Thursday, July 30, 2009

On the Increasing Cost of Healthcare

The Nobel laureate Ken Arrow:
Oh, why health costs increase? The basic reason why health costs increased is that health care is a good thing! Because today there is a lot more you can do! Consider all these expenses that are diagnostic. Cat scans, X-rays, MRIs and now the proton-powered whatever-it-is. Something that is the size of a football field, cost $50 million, and has all sorts of diagnostic powers. A lot of these technologies clearly reveal things that would not be revealed otherwise. There's no question about it. Diagnostics have improved. Technology has improved. You know, sending things through your blood stream to help in operations, instead of cutting you open. It's incredible. But these things are costly. But for older people longevity is increasing by a month each year. Now, whether that creates other problems with retirement and social security is another question.
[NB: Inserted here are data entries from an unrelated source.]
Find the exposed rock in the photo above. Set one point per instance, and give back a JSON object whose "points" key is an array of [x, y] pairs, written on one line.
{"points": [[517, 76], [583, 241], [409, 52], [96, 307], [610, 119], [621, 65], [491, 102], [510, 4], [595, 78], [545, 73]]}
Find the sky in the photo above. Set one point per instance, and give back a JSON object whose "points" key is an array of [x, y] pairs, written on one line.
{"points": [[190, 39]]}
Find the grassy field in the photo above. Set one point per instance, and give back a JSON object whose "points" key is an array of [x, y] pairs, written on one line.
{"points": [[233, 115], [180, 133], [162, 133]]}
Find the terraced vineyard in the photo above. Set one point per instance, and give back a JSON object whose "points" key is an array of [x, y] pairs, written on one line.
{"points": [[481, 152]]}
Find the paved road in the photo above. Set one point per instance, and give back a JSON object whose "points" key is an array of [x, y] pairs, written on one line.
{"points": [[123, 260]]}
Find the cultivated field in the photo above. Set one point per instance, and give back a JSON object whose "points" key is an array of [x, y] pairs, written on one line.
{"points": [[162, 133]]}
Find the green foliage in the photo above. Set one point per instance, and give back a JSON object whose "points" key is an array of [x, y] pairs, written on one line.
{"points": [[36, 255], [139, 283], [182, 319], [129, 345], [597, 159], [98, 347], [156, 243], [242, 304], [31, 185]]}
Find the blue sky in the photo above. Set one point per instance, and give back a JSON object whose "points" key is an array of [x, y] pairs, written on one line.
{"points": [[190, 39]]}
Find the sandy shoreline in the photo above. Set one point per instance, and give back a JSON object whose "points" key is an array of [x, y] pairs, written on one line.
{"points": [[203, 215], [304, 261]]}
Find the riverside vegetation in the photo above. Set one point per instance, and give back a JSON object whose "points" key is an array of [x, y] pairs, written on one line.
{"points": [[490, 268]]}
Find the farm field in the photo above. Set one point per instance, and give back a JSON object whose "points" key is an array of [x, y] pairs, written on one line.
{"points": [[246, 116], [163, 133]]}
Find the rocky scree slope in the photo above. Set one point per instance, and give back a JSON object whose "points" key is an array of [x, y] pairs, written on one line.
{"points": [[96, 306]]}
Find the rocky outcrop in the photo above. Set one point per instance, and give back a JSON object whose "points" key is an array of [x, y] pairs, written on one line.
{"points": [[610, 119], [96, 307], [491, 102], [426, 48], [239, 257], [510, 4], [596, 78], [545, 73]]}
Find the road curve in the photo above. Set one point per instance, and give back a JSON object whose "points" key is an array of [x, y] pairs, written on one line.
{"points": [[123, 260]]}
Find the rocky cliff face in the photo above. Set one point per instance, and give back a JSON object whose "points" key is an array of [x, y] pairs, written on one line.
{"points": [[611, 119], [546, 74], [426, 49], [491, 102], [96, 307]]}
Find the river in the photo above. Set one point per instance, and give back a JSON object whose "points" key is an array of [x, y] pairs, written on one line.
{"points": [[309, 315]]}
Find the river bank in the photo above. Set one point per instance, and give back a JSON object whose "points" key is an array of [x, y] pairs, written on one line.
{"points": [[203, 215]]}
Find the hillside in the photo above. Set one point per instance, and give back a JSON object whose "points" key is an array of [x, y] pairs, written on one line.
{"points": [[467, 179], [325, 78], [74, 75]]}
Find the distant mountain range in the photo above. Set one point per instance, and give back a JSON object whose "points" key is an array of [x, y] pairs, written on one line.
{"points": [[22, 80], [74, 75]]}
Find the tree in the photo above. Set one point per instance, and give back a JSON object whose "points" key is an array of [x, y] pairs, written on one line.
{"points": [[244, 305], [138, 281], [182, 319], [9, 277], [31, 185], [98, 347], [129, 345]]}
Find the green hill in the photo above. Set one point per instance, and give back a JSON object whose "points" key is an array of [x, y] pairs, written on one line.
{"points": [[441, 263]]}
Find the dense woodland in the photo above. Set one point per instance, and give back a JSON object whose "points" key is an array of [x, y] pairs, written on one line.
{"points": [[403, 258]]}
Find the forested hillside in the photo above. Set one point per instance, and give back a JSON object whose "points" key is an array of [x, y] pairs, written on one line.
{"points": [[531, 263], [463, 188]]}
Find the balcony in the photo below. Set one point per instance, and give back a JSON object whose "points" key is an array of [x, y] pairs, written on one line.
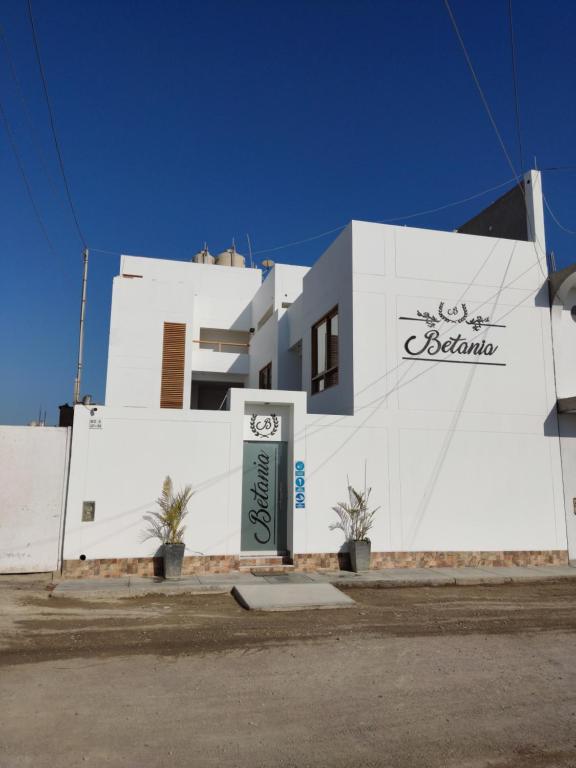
{"points": [[221, 351]]}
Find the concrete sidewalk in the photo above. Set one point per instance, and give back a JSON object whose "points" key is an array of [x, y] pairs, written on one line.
{"points": [[137, 586]]}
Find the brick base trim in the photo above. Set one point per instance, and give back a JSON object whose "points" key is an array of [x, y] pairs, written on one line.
{"points": [[152, 566]]}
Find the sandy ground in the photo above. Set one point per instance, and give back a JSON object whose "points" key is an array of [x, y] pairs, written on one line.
{"points": [[446, 676]]}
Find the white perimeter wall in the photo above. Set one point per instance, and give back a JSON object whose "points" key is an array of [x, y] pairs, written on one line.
{"points": [[34, 464], [460, 457], [122, 467]]}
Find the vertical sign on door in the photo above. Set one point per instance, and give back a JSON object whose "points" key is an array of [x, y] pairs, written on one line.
{"points": [[300, 485], [264, 494]]}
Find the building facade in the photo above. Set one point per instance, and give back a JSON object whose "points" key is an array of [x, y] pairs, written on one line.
{"points": [[420, 362]]}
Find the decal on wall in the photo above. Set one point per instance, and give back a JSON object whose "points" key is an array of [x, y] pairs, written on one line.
{"points": [[465, 350], [299, 485], [264, 426]]}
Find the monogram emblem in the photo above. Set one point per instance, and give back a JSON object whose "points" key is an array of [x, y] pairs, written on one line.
{"points": [[264, 426], [456, 314]]}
But, nevertheless, preserving life is a good thing.
(HT Greg Mankiw)

1 comment:

thinking said...

Ken Arrow is a great individual, who wrote the definitive paper on healthcare economics.

In the same interview cited by Mankiw, Arrow notes "The market won't work -- it doesn't work well in the health context."

Krugman, citing the same paper by Arrow, notes:
"There are a number of successful health-care systems, at least as measured by pretty good care much cheaper than here, and they are quite different from each other. There are, however, no examples of successful health care based on the principles of the free market, for one simple reason: in health care, the free market just doesn’t work. And people who say that the market is the answer are flying in the face of both theory and overwhelming evidence."

Arrows is also, to his credit, a leader in trying to waken society to the very real impact of climate change.

In that same interview, Arrow says, "We don't have much time left. We are moving towards temperature increases of around two degrees Celsius, which is going to have consequences in the tropics, and we will loose things like glaciers. That's not a theory; it's happening right now. It's not a prediction; it's happening right now."

Arrows is a major proponent of pricing carbon to encourage innovation in energy.

Arrows also has a neat contribution to his credit, called "Arrow's impossibility theorem." I like this guy.